Die Sehnsucht des Schwimmers
Bildunterschrift: Knurrt beim Lachen (oder umgekehrt): Günter Kunert
Ausfabuliert klingt das so: Ein Journalist spürt Hitler in einer Heilanstalt auf und wird selbst eingewiesen. Ein Fernsehzuschauer verfällt dem strengen Blick der Nachrichtenfrau. Sportschwimmer Uwe verwandelt sich in ein Mensch-Fisch-Mischwesen und seine Frau hat Glück, "dass alle Seen rings um die Stadt keinen Abfluß in einen Strom haben, der ins Meer mündet."

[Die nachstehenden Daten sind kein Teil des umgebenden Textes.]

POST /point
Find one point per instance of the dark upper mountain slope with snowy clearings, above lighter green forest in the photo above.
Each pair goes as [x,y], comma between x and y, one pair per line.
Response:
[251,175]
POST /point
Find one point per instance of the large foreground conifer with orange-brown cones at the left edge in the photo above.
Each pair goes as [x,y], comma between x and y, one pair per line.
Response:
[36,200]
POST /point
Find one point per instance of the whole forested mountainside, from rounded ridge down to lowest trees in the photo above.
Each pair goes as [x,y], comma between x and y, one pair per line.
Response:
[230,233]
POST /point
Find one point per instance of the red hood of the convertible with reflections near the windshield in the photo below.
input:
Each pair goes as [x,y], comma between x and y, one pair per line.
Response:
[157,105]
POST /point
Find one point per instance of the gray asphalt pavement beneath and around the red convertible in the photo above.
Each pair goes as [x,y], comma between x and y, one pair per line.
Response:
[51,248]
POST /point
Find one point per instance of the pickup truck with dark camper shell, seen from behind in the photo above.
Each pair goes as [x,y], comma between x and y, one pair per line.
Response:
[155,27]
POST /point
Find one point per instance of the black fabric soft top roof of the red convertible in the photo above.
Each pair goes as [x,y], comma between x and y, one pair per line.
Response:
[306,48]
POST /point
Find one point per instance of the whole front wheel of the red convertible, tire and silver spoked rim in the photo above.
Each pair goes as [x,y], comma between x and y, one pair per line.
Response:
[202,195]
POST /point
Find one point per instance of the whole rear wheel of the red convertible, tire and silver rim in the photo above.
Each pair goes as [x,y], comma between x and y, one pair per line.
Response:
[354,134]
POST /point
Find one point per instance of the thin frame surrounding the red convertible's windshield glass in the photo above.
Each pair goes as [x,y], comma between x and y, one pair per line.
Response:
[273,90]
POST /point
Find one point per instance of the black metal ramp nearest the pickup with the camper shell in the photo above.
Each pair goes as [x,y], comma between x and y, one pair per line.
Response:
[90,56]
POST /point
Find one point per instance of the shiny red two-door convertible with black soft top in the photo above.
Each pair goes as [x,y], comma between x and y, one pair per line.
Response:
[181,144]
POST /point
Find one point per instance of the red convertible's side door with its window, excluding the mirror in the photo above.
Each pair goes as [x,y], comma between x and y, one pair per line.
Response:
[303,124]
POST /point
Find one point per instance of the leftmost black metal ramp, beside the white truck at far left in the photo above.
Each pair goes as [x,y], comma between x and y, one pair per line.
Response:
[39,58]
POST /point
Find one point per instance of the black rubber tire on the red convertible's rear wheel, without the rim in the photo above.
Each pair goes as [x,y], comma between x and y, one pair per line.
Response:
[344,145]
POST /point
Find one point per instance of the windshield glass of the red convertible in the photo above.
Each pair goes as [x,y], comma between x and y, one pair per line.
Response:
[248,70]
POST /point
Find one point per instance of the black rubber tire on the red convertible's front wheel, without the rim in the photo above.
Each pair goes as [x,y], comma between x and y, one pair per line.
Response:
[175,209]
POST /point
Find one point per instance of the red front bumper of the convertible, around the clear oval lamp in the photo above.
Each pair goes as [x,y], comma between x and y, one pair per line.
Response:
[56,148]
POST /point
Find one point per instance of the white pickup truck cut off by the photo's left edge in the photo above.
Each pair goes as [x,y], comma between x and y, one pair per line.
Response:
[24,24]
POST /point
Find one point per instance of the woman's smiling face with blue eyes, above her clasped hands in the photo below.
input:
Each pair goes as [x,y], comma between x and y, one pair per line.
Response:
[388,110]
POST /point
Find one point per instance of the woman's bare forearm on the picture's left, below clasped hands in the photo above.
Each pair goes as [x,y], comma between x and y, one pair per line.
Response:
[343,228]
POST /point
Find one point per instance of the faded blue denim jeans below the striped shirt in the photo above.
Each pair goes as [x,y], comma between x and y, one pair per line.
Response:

Ist es Kunerts Sympathie für Sisyphos und Ikarus, die seine Fantasie befeuert? Die Liebe zu Kafka und Beckett? Oder doch der Zorn über die immer absurderen Verhältnisse im Überwachungsstaat? Ähnlich klug und, bei allem Sarkasmus, mitfühlend ist das Leben der Anderen in der DDR nicht oft betrachtet worden.
Spinner am seidenen Faden
"Warum schreiben" ist ein Text von 1976 betitelt, der mit den Worten beginnt: "Um zu leben". In jungen Jahren sei die "Anzahl der wählbaren Existenzweisen" unbegrenzt; später könne man "dem tiefen Misstrauen gegenüber dem eigenen Lebenslauf" nur noch schreibend entkommen. "Mir blieb gar nichts anderes übrig, als mich an dem dünnen Faden, den ich selber spann, über die täglichen Abgründe zu hangeln."
So gesehen ist es ein Glück, dass der spinnbegabte Seismograf auch im schleswig-holsteinischen Dorf Kaisborstel, wo er heute lebt, genug Abgründe und Verwerfungen um sich spürt: Die Spinndrüse versiegt nicht. Kunerts neuester Gedichtband "Als das Leben umsonst war" ist soeben bei Hanser erschienen.
Unterwegs in fremden Leben
"Wie eine Landschaft, die den Reisenden aus der Ferne lockt, bevor er angelangt ist, und von der er weiß, sie bleibt wunderbar, solange er nicht in ihr siedelt, genauso ist das Leben, das uns nicht gehört"
Günter Kunert, Tagträume (1972)
Bayrischer Rundfunk 6.3.2009
Uns hat Günter Kunert auch als vehementer Gegner der „Rechtschreibreform“ unterstützt. Wir gratulieren.